Ma i social ci hanno cambiato la vita in meglio o in peggio? Dipende anche qui dall’età: Secondo la ricerca SWG-Italian Tech il giudizio è complessivamente positivo per i nati tra gli anni ’80 e gli anni 2000: il 27 per cento li considera utili, e addirittura l’11% parte della propria identità. Il dato si inverte con l’aumentare dell’età: quasi il 45 per cento dei Baby Boomer, nati tra gli anni ’50 e ’60, considera il rapporto con i social network superfluo o inutile.
L’informazione
Gli italiani si informano sui social (in video soprattutto), ma non sempre leggono quello che condividono. E se li abbandonano, spesso lo fanno per l’eccesso di notizie false o incomplete. Che, però, sono ovunque: su Wikipedia, ad esempio, che nel caso della guerra in Ucraina non si è dimostrata all’altezza del suo compito di fonte di informazioni attendibili e aggiornate. In Italia almeno, perché della pagina «Invasione russa dell’Ucraina (2022)» è esistita per tre settimane solo una bozza, mentre le edizioni in altre lingue riportavano costanti aggiornamenti. Dopo lunghe polemiche e divisioni interne tra i volontari di Wikipedia, la voce è stata finalmente messa online, ma con diverse avvertenze: è una voce «da controllare» e afflitta da «recentismo».
Un nuovo ruolo
Ma il conflitto in Ucraina ha mostrato ancora una volta che i grandi della tecnologia non sono neutrali.

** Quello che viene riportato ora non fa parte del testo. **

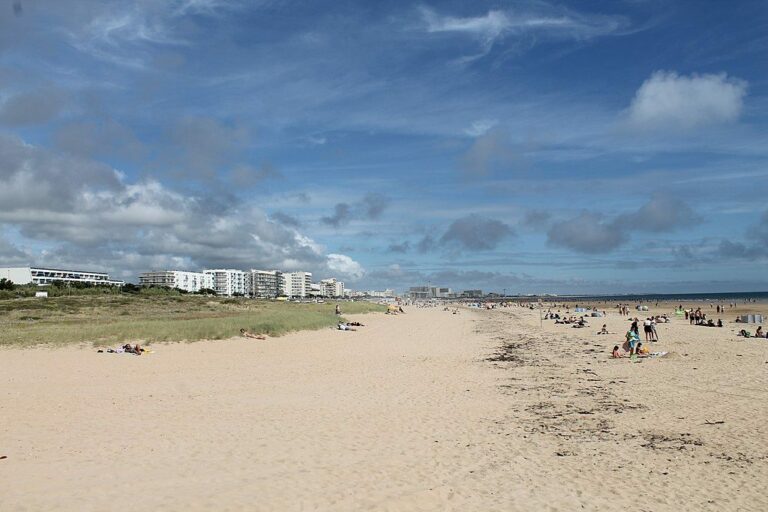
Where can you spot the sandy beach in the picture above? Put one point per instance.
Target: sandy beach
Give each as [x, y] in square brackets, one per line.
[483, 410]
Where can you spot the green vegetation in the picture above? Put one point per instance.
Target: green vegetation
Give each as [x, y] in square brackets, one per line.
[154, 315]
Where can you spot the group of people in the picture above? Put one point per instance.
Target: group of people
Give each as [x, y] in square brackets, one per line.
[698, 317]
[125, 349]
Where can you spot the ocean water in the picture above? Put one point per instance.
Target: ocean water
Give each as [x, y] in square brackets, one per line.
[738, 297]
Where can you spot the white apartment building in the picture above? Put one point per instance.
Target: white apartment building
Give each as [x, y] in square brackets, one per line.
[188, 281]
[45, 276]
[297, 284]
[265, 284]
[331, 288]
[227, 282]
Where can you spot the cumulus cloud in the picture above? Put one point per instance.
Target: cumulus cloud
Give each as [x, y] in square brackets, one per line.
[201, 147]
[248, 176]
[475, 233]
[587, 233]
[370, 207]
[534, 22]
[489, 152]
[662, 213]
[285, 219]
[536, 219]
[102, 139]
[480, 127]
[592, 233]
[87, 213]
[400, 248]
[345, 266]
[10, 254]
[670, 100]
[739, 250]
[342, 214]
[374, 205]
[32, 107]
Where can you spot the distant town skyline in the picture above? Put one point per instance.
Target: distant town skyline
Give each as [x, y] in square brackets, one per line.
[534, 146]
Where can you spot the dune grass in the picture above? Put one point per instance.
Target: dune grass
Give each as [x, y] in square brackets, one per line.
[110, 319]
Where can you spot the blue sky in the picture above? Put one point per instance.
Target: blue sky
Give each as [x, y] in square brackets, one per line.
[572, 147]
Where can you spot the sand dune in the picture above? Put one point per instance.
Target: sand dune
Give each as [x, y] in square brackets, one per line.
[407, 413]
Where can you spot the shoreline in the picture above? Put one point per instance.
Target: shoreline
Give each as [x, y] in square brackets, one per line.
[482, 410]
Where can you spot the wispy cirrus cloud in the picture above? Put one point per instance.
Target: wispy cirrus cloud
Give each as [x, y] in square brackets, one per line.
[535, 21]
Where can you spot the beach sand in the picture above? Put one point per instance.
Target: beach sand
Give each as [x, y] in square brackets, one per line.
[483, 411]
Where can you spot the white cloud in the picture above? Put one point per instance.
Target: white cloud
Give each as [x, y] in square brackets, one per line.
[480, 127]
[669, 100]
[534, 21]
[104, 221]
[346, 266]
[487, 27]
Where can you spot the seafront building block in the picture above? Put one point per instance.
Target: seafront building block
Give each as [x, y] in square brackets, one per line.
[297, 284]
[45, 276]
[188, 281]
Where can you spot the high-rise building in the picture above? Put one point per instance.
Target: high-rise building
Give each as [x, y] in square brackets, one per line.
[227, 282]
[265, 284]
[297, 284]
[188, 281]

Oltre alle sanzioni decise dai governi, ci sono state le mosse di Amazon, Apple, Sony, Netflix, YouTube, Microsoft e tanti altri, che hanno sospeso o limitato i loro servizi a segnare il crescente distacco del regime di Putin dal resto del mondo. Mosca ha reagito lanciando o potenziando piattaforme made in Russia, primi segni di un’internet autarchica che è l’esatto contrario del principio cardine da cui è nata la Rete. Intanto i servizi ancora attivi sono stati spesso usati in modo assai diverso da quello previsto originariamente: le recensioni su Google Maps sono diventate un mezzo per aggirare la censura russa, affittare un alloggio su Airbnb (ma senza andarci) è un modo per aiutare finanziariamente gli host ucraini.

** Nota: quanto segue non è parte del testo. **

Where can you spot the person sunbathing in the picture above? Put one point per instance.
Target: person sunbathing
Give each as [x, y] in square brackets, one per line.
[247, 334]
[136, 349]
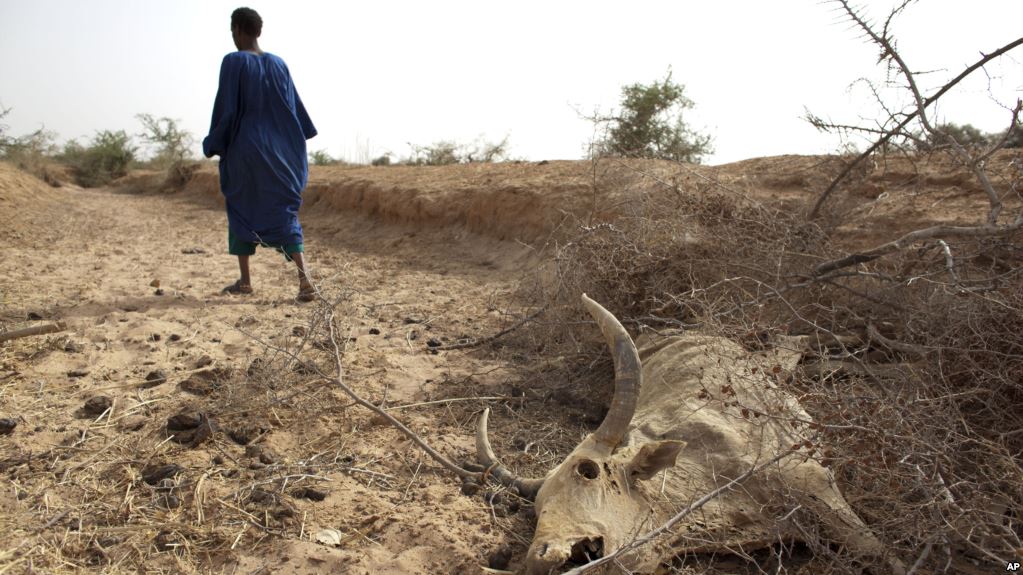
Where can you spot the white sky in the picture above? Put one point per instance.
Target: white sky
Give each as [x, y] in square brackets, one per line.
[375, 76]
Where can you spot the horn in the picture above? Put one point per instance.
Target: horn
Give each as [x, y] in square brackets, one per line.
[528, 487]
[628, 376]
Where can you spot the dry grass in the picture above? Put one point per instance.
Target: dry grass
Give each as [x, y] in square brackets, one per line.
[920, 371]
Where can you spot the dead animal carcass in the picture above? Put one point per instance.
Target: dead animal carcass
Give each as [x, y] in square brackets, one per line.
[690, 413]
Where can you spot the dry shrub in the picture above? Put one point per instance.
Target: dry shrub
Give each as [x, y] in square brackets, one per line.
[916, 386]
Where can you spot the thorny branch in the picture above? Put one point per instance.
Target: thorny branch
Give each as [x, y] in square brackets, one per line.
[923, 103]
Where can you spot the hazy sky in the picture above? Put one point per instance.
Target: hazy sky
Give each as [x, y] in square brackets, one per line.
[375, 76]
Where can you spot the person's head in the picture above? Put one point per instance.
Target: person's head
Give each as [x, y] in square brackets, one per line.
[246, 27]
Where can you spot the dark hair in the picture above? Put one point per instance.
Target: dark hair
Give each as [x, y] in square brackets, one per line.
[248, 20]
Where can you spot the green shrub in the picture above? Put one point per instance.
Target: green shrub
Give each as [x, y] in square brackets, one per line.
[651, 125]
[321, 158]
[107, 158]
[171, 144]
[446, 152]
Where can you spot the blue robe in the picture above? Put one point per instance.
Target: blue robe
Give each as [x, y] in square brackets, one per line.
[259, 129]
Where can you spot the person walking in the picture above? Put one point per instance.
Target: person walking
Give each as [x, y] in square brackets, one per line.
[259, 130]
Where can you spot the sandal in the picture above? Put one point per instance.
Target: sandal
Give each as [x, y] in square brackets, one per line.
[237, 289]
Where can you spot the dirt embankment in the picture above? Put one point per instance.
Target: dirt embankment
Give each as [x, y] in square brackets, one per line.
[527, 202]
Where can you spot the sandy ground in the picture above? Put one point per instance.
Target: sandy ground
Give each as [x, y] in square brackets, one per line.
[410, 259]
[92, 260]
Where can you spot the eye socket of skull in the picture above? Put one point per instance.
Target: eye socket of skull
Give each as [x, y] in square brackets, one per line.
[588, 470]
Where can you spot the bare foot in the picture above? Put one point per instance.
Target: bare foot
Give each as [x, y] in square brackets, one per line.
[306, 293]
[238, 288]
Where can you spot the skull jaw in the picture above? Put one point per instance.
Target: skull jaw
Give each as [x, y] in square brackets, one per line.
[551, 556]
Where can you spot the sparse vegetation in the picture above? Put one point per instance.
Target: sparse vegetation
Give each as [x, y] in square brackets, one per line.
[107, 158]
[321, 158]
[651, 125]
[446, 152]
[171, 144]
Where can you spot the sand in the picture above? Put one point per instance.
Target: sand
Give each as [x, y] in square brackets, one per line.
[413, 258]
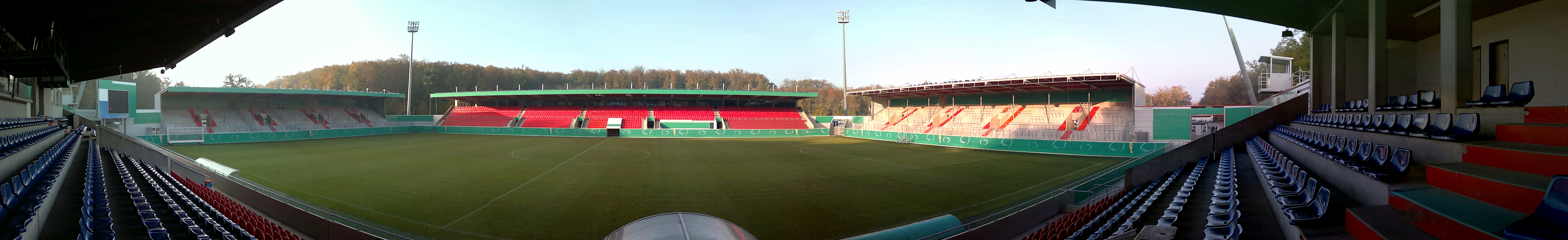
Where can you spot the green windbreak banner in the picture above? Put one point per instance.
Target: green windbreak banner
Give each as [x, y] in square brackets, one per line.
[523, 131]
[248, 137]
[1045, 147]
[722, 132]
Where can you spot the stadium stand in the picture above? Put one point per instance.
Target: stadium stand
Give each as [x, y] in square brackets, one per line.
[31, 189]
[480, 117]
[763, 118]
[183, 206]
[689, 114]
[1442, 126]
[631, 117]
[551, 117]
[1548, 220]
[1069, 121]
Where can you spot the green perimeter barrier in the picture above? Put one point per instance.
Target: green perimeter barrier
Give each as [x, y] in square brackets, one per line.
[1043, 147]
[918, 230]
[722, 132]
[523, 131]
[250, 137]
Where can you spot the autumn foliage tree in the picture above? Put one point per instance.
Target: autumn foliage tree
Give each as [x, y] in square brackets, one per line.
[1169, 96]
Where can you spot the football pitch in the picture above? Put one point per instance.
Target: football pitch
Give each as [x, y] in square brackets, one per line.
[449, 186]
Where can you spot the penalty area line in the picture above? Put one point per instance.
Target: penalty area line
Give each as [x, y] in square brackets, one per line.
[531, 181]
[854, 156]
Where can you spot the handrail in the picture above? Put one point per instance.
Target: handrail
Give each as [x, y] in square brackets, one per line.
[1037, 200]
[247, 183]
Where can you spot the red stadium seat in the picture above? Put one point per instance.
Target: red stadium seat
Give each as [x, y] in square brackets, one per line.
[763, 118]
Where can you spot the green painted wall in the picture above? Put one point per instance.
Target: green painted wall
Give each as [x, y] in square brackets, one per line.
[523, 131]
[150, 118]
[1043, 147]
[1236, 115]
[915, 231]
[411, 118]
[686, 125]
[1177, 125]
[722, 132]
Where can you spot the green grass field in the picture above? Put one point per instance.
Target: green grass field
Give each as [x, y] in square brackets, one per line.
[454, 187]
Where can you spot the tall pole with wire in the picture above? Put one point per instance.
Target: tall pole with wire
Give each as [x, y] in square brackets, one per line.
[844, 42]
[408, 96]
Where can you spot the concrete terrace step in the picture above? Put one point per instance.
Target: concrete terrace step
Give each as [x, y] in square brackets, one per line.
[1512, 190]
[1450, 216]
[1382, 223]
[1536, 159]
[1534, 132]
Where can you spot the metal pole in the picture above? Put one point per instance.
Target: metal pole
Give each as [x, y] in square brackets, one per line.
[1252, 96]
[408, 96]
[844, 42]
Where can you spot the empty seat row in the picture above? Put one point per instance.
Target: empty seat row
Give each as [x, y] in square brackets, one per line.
[26, 192]
[1180, 202]
[13, 123]
[96, 222]
[1442, 126]
[692, 114]
[1379, 162]
[1070, 222]
[1299, 195]
[1225, 206]
[1522, 93]
[1109, 220]
[18, 142]
[1420, 101]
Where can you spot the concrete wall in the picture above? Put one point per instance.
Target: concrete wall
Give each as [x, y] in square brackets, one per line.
[1536, 37]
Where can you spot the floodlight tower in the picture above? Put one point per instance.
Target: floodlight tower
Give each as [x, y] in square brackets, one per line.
[408, 96]
[844, 42]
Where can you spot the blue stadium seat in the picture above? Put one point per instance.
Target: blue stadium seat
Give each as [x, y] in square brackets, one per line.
[1418, 125]
[1310, 211]
[1429, 100]
[1402, 125]
[1518, 95]
[1550, 220]
[1464, 128]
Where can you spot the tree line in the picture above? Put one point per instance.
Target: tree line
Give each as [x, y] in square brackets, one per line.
[391, 76]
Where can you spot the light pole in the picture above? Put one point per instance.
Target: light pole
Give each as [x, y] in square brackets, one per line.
[844, 42]
[408, 96]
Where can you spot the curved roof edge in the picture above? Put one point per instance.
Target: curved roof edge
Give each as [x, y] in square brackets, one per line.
[281, 92]
[626, 92]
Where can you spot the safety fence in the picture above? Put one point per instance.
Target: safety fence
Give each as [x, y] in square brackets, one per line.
[1043, 147]
[722, 132]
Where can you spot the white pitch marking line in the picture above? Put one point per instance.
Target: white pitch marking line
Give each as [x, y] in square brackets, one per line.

Perfino TikTok, da piattaforma per balletti, è diventata un mezzo di informazione: altro segno della capacità umana di inventare, di trovare una soluzione a un problema, di portare nel presente qualcosa che prima non c’era.
Inventare
Ce ne parlano in questo numero, Nerio Alessandri, fondatore di Technogym, e James Dyson, che tutti conoscono per gli aspirapolvere più avanzati del mondo, ma pochi per essere l’inventore di un’auto elettrica rivoluzionaria. Che non è mai nata per ragioni commerciali, come racconta in un lungo estratto in esclusiva della sua autobiografia, Invention, di prossima pubblicazione presso Rizzoli.

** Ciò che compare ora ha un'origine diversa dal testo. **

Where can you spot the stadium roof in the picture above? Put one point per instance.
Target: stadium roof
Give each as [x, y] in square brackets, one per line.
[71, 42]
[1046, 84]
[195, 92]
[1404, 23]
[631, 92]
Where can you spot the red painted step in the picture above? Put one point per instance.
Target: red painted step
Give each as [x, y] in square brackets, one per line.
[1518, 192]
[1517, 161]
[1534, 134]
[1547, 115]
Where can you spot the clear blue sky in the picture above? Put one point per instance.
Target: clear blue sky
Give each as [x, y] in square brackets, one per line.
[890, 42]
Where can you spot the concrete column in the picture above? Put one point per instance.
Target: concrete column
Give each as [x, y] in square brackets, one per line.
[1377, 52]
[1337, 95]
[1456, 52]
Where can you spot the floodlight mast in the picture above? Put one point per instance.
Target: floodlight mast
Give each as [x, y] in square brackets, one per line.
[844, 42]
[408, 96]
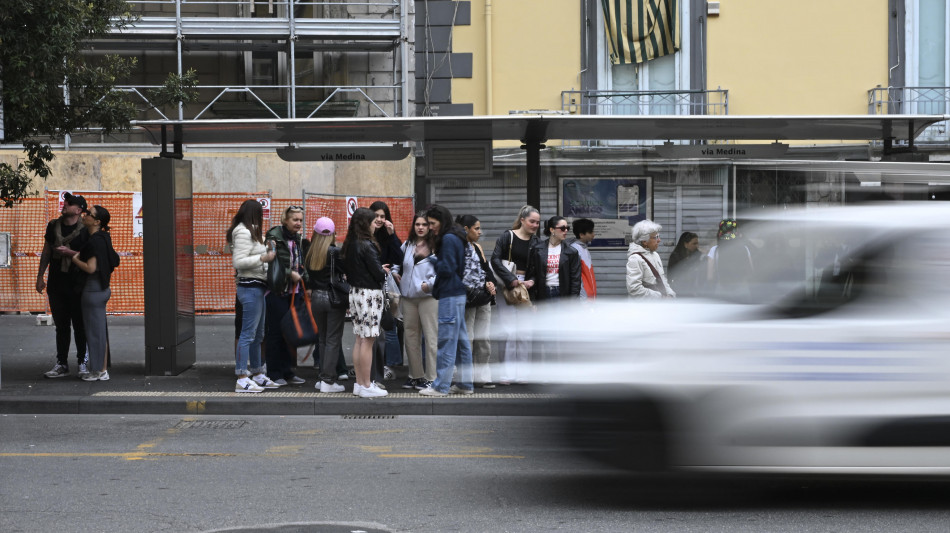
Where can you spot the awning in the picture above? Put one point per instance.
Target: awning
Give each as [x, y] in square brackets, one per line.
[640, 30]
[542, 128]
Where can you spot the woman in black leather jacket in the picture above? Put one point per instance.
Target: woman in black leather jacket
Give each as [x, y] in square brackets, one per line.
[552, 278]
[515, 321]
[281, 359]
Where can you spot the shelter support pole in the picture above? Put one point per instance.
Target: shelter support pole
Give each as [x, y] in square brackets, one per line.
[533, 172]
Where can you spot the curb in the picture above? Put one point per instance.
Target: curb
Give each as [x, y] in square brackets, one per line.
[204, 404]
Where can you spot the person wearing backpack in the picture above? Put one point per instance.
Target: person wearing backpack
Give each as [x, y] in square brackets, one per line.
[97, 259]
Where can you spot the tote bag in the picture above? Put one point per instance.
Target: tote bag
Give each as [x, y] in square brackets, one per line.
[298, 325]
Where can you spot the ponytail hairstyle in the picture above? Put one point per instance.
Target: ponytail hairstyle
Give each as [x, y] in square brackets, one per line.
[446, 224]
[360, 228]
[525, 212]
[551, 224]
[251, 214]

E ancora, c’è chi inventa un nuovo mondo: ad esempio Peter Moore, vicepresidente di Unity Technologies, un passato tra videogiochi e football. La sua tecnologia Metacast, digitalizza eventi sportivi per renderli spettacoli interattivi, un metaverso in tempo reale. Di invenzioni che hanno fatto la storia ne segnaliamo 10, ma in questo numero di Italian Tech ci sono anche 24 gadget recentissimi, raccolti tra il Ces di Las Vegas e il Mobile World Congress di Barcellona. Senza dimenticare chi pensa in modo diverso: come i visionari di Fairphone, secondo cui un telefono non nasce per essere buttato, ma aggiornato e riciclato.